Friday, July 21, 2006

Book-A-Day #5 (7/21): Bizarro World edited by (probably) Joey Cavalieri

This is a thematic sequel to 2001's Bizarro Comics, in which a gaggle of the least-likely alternative comics creators were allowed to do just about whatever they wanted to DC's biggest icons (or the already-bizarre sidebar characters), and it was all loosely shoehorned into a thin over-arching story.

Since then, a lot of "alternative" folks have been doing quite a bit of work for DC (and Marvel), so just having their names on a spandex book is no longer new and shocking. I'm also afraid that most of this book didn't thrill me. Bizarro Comics had a few low spots, but it was generally funny and anarchic; Bizarro World feels much more reined-in, as if these folks had already said the one crazy thing they'd wanted to say about long-underwear types or (perhaps) DC was pushing down more heavily with the editorial thumb this time.

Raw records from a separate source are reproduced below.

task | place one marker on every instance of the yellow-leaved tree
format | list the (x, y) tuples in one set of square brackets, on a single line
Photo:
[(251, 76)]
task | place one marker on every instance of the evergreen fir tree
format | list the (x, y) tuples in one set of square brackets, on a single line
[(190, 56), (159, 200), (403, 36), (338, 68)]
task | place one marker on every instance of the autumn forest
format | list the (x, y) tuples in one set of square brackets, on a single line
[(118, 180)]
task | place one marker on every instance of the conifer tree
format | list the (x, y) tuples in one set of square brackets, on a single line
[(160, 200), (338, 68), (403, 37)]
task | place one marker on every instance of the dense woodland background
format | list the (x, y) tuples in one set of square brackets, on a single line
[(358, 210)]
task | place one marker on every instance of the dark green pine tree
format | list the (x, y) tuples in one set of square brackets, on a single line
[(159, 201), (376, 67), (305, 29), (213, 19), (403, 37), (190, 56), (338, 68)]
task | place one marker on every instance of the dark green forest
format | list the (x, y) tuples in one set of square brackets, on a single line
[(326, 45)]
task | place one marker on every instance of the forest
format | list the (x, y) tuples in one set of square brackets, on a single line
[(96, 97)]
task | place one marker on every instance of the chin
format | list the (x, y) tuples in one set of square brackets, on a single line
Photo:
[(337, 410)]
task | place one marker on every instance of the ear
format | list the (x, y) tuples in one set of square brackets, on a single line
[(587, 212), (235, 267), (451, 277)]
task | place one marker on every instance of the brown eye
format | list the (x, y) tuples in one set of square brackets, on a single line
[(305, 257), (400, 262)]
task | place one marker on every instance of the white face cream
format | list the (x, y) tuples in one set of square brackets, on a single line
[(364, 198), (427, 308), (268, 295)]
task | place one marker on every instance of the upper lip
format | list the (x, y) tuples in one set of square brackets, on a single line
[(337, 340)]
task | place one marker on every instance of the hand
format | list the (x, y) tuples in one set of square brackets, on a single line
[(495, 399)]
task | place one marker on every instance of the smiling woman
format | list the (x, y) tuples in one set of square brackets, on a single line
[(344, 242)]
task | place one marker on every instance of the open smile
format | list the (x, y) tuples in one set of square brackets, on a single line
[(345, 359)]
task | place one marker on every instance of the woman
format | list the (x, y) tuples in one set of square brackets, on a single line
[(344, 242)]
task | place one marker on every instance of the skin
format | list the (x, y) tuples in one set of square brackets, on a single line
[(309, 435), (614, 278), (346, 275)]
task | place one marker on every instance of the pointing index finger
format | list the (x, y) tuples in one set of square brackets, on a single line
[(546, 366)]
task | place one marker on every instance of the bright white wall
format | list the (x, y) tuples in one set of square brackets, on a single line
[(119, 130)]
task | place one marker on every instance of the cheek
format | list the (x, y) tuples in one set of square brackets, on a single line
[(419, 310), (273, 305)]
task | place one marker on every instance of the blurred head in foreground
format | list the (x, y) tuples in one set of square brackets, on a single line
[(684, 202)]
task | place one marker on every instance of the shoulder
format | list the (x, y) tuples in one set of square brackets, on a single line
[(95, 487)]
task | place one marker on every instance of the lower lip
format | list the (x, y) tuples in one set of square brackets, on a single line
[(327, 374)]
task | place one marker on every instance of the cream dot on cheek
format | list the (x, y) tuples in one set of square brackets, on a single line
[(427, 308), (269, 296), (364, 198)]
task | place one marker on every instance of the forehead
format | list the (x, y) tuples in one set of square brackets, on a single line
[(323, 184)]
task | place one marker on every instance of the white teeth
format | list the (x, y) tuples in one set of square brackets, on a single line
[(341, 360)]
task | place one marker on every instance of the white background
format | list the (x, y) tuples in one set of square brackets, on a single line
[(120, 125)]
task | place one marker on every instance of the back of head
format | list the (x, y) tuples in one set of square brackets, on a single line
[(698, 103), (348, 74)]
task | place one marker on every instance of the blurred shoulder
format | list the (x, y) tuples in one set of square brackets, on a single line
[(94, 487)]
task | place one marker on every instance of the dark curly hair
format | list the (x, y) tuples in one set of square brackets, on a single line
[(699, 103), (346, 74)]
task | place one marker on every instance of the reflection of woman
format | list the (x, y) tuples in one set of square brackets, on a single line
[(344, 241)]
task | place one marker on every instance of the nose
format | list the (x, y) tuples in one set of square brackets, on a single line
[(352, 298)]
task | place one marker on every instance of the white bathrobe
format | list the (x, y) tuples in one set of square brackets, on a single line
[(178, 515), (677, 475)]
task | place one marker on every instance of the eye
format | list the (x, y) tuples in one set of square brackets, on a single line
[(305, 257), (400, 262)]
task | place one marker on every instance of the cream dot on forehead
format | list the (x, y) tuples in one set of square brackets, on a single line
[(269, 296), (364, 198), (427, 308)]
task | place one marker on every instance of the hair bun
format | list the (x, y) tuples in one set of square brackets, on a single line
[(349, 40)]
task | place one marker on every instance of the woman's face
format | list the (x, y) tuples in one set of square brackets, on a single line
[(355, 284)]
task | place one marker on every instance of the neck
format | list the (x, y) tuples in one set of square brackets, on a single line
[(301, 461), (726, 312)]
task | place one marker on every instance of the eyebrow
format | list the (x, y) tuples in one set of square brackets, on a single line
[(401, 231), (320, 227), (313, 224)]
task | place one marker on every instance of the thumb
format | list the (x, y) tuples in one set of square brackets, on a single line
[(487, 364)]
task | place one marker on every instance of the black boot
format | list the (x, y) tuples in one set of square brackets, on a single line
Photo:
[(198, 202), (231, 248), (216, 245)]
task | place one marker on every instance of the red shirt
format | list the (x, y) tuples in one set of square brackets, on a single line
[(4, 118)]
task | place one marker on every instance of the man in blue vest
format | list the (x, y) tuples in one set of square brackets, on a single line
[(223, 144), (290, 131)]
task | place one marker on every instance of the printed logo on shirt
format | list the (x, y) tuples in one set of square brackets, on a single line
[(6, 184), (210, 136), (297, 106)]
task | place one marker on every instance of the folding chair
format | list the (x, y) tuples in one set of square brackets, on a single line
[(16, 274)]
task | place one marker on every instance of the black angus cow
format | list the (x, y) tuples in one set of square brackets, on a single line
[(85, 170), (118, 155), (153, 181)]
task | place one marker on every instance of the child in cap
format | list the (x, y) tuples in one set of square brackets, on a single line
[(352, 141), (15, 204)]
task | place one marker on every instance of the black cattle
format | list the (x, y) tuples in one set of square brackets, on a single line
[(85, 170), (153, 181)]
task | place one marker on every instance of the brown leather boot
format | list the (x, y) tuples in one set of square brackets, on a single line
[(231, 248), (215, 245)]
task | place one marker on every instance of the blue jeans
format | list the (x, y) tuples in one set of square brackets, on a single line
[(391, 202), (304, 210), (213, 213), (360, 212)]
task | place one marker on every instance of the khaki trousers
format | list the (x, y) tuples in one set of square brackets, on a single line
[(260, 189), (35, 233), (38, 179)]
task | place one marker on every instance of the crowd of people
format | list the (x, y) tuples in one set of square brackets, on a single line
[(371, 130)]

Still, it was pleasant to read, though I am happy I waited for the paperback. Anyone who really liked Bizarro Comics should at least flip through it in a store (and will probably end up buying it), but those who are just intrigued by the idea should go get Bizarro Comics first.

I also have to tweak DC's nose a bit about book design. The book opens with a nice half-title page, and then a decent two-page table of contents (no front ad card or real title page, but I can forgive that), but then their copyright page is filled up with a list of DC's High Muckety-Mucks, for no apparent reason other than that fact that they like seeing their own names in print. Pssst, DC: real book publishers don't do that. Real book publishers credit the people who actually worked on the book (such as the actual editor of this volume -- I think it's Joey Cavalieri, but it's hard to tell), but not their entire corporate structure. I mean: I'm sure Cheryl Rubin is a wonderful person and a joy to work with, but there's really no reason to credit the Senior VP-Brand Management in your books. Credit the real editor, credit the book designer, credit the people whose work is included -- then you're done.